FCA consults on social investments
The FCA has published a call for input on regulatory barriers relating to the social investment
market, asking for views about specific rules and policies that may be hindering investment for
social purposes. The FCA indicated that it would comment further on this sector in its March
2014 policy statement on crowdfunding. Social investment is a term used to describe investments
where the aim is to provide a wider social benefit, rather than the primary benefit being a purely
financial benefit to investors. They can include unlisted equity or debt securities issued by a
social enterprise, units issued by unregulated collective investment schemes (UCIS) and
traditional green or "ethical" investments. Comments are invited by 14 March 2016 and the FCA
will then consider any further actions it may need to take.
LIBOR update
ICE Benchmark Administration Ltd (IBA) has published an update following feedback to its
position paper regarding its proposals for the evolution of LIBOR. A recurring theme in the
feedback was that benchmark submitters should transmit eligible transaction data to IBA, rather
than submissions, and that IBA should calculate LIBOR rates from the transactional data. This
was seen as likely to result in a reduced need for subjectivity. IBA stated that it was important to
recognise that in the absence of sufficient transactions, some form of expert judgement will still
need to be exercised and the capacity of IBA to provide this will have to be carefully considered.

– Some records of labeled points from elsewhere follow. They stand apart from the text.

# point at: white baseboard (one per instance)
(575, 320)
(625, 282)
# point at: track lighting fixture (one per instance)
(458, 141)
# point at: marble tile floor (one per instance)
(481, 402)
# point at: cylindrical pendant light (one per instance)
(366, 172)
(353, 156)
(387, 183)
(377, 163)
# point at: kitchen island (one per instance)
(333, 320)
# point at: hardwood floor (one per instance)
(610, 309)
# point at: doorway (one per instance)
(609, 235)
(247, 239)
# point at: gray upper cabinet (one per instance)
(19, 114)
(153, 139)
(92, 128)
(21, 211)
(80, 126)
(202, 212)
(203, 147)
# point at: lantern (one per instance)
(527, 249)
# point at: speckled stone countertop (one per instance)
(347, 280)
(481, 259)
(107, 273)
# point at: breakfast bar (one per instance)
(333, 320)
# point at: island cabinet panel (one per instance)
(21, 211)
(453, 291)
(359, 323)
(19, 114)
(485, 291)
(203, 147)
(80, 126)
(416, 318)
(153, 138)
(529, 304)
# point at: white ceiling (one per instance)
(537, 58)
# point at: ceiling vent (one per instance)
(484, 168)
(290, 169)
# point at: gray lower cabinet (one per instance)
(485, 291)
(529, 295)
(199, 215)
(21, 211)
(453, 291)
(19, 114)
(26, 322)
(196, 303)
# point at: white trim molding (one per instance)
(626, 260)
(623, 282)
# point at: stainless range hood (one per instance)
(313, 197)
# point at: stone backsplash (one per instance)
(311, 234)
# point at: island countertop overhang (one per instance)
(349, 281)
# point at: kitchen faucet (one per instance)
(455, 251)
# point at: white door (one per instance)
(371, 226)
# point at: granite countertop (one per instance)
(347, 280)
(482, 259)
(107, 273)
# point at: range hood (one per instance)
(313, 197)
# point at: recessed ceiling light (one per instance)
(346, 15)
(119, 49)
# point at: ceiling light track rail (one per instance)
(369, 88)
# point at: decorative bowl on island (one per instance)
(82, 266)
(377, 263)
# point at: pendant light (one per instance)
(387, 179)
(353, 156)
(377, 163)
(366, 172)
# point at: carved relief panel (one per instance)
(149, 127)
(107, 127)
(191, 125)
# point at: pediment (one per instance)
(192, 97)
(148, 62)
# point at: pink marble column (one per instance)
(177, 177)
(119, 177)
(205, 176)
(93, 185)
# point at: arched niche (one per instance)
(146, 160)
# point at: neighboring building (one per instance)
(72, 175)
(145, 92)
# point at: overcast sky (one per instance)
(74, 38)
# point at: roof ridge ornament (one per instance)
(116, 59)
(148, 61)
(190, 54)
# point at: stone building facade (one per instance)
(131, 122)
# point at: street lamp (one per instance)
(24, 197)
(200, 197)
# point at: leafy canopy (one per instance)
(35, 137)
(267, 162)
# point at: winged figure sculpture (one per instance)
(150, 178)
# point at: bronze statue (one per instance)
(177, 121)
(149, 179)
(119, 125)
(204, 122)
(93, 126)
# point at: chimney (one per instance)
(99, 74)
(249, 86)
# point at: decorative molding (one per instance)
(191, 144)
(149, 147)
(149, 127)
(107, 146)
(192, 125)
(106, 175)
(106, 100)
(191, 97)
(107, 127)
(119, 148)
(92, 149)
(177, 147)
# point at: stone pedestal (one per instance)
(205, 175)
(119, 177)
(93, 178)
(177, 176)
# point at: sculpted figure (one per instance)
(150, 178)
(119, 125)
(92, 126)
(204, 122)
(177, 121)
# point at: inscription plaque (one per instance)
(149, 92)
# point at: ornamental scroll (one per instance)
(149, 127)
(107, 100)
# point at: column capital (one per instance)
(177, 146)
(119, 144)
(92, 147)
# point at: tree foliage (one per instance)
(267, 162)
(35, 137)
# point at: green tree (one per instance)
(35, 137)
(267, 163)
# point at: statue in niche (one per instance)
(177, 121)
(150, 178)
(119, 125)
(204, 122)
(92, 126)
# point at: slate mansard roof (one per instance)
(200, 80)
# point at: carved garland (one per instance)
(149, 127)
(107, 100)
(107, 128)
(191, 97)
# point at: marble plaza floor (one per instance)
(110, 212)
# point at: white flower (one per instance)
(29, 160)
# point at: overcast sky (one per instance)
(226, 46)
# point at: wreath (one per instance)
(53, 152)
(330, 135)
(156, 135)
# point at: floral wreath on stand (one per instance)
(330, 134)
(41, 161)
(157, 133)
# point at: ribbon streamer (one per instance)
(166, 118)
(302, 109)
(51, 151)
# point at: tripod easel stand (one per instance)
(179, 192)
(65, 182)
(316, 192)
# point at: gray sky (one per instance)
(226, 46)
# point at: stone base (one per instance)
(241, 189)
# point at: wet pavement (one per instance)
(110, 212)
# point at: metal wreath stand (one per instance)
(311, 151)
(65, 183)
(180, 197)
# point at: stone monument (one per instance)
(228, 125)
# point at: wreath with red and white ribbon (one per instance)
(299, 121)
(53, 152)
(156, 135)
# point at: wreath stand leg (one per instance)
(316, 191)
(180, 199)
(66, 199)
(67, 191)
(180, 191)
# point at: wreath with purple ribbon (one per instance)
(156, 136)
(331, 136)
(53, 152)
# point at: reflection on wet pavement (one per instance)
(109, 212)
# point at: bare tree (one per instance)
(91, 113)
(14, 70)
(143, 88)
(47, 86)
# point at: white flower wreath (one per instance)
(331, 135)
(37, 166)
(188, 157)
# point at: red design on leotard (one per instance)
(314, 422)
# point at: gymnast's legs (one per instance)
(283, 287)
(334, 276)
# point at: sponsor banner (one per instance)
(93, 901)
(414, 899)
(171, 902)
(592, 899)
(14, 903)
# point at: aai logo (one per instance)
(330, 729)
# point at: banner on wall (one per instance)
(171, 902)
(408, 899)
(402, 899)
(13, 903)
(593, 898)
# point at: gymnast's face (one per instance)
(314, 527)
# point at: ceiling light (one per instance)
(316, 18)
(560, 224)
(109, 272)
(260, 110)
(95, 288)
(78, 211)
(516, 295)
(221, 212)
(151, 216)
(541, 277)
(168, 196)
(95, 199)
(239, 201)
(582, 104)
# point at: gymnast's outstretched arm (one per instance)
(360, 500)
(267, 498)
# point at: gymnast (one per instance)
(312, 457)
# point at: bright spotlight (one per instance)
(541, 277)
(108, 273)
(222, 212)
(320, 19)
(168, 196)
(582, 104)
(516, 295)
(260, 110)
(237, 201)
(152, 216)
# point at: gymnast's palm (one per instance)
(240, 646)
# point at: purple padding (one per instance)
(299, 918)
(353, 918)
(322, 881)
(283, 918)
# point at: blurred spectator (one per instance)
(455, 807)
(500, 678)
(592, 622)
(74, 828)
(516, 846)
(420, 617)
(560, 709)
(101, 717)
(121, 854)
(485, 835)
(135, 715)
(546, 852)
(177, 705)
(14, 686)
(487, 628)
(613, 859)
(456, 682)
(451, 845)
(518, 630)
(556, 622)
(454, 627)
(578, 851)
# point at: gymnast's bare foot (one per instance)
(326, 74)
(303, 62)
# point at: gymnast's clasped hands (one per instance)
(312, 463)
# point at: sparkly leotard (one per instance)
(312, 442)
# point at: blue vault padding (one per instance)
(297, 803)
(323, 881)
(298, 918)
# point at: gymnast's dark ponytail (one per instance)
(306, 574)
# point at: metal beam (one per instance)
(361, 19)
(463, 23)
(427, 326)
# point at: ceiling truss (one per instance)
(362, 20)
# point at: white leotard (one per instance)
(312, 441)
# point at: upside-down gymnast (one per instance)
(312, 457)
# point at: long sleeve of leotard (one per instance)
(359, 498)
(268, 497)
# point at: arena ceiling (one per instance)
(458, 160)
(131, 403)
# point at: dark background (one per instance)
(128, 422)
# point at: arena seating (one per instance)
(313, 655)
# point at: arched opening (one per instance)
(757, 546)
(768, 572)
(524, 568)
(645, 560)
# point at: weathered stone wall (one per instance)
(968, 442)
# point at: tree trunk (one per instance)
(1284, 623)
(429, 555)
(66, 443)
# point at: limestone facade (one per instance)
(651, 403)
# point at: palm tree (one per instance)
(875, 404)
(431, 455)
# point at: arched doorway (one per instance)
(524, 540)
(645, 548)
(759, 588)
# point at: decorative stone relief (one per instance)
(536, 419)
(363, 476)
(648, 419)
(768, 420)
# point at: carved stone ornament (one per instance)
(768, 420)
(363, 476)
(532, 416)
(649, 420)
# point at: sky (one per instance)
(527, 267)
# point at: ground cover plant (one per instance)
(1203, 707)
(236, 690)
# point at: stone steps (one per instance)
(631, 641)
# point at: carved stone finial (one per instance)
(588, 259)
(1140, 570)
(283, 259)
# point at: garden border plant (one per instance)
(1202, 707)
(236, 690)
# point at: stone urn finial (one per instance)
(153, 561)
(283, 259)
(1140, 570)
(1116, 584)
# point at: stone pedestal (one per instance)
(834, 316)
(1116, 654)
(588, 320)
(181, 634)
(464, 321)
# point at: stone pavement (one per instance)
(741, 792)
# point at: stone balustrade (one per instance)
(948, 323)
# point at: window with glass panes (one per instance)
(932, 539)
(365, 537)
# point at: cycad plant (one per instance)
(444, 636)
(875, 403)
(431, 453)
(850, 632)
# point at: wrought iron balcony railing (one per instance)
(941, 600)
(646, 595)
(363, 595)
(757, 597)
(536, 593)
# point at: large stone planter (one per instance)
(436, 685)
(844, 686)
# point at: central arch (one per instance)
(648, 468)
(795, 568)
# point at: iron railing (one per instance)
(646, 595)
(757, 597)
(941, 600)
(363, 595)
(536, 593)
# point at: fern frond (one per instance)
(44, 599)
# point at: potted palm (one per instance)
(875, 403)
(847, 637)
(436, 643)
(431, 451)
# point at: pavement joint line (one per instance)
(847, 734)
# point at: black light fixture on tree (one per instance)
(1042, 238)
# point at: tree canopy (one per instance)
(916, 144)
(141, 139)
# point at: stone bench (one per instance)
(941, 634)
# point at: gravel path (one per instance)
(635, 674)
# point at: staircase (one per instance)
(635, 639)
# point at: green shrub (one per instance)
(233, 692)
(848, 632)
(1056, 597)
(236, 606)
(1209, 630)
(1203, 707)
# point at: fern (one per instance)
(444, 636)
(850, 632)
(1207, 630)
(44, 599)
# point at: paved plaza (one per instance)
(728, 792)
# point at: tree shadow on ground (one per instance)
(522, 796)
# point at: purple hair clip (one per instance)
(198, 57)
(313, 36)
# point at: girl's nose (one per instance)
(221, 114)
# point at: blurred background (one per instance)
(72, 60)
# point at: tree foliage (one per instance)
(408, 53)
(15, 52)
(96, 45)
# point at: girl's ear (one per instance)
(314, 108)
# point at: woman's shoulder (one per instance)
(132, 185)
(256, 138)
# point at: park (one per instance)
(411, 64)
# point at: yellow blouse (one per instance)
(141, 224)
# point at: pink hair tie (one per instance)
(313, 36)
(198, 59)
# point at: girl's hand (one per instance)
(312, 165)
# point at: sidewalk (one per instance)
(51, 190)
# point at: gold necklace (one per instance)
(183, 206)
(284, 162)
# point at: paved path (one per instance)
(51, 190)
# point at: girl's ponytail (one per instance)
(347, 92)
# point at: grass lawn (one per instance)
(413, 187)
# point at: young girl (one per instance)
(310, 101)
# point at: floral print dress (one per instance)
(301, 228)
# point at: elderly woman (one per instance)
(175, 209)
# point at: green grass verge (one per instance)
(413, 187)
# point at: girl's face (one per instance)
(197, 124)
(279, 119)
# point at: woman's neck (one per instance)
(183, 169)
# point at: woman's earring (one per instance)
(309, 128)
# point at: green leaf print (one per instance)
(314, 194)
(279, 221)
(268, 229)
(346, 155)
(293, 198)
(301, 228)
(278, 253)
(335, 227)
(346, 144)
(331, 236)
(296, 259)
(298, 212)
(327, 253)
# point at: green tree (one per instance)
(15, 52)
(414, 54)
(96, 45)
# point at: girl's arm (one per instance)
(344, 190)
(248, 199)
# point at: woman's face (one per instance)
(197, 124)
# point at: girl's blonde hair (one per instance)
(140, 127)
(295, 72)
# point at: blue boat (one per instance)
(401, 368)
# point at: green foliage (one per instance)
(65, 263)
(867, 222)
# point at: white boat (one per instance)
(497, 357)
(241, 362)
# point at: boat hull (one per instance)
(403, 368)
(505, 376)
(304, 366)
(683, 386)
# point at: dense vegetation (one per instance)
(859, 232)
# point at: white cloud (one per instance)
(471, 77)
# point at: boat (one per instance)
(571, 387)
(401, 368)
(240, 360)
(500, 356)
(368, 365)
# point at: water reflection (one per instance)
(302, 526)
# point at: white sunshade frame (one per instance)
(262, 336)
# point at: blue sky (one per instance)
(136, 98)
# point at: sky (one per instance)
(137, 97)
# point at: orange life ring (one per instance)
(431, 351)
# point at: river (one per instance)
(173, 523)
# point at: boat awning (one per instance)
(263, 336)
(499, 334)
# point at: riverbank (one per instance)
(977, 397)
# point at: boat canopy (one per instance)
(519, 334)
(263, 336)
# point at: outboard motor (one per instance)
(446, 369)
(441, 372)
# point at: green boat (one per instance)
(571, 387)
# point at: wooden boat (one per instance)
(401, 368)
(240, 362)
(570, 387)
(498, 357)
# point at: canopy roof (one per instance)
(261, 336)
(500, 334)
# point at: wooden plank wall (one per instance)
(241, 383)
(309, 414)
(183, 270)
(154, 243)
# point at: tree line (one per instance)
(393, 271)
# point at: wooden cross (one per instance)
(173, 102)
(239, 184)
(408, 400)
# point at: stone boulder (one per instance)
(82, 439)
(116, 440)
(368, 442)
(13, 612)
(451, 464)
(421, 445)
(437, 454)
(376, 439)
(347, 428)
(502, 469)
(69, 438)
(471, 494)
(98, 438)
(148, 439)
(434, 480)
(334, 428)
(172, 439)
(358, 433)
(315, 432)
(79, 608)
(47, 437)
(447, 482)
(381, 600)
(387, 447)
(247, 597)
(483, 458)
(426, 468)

IBA intends to publish a further paper in early 2016.
Directors’ remuneration
The GC100 and Investor Group has published a statement relating to its guidance on directors’
remuneration. The Group has reviewed the guidance and 2014 Statement, particularly in the light
of experience over the 2015 AGM season and other developments. After due consideration, the
Group believes that the guidance, as supplemented by the 2014 Statement, continues to serve its
purpose effectively and will not be making any changes.
EBA recommends prudential regime for investment firms
The European Banking Authority has published a collaborative report with ESMA which lists a
series of recommendations that aim to provide a more proportionate and less complex prudential
regime for investment firms, based on appropriate risk sensitivity parameters. The main
recommendations of the EBA relate to: (i) a new categorisation of investment firms,
distinguishing between systemic risk and "bank-like" investment firms to which the full CRD IV
requirements should be applied, other investment firms ("non-systemic") with a more limited set
of prudential requirements, and very small firms with "non-interconnected" services; (ii) the
development of a prudential regime for "non-systemic" investment firms; and (iii) extending the
waiver for commodity trading firms until 31 December 2020.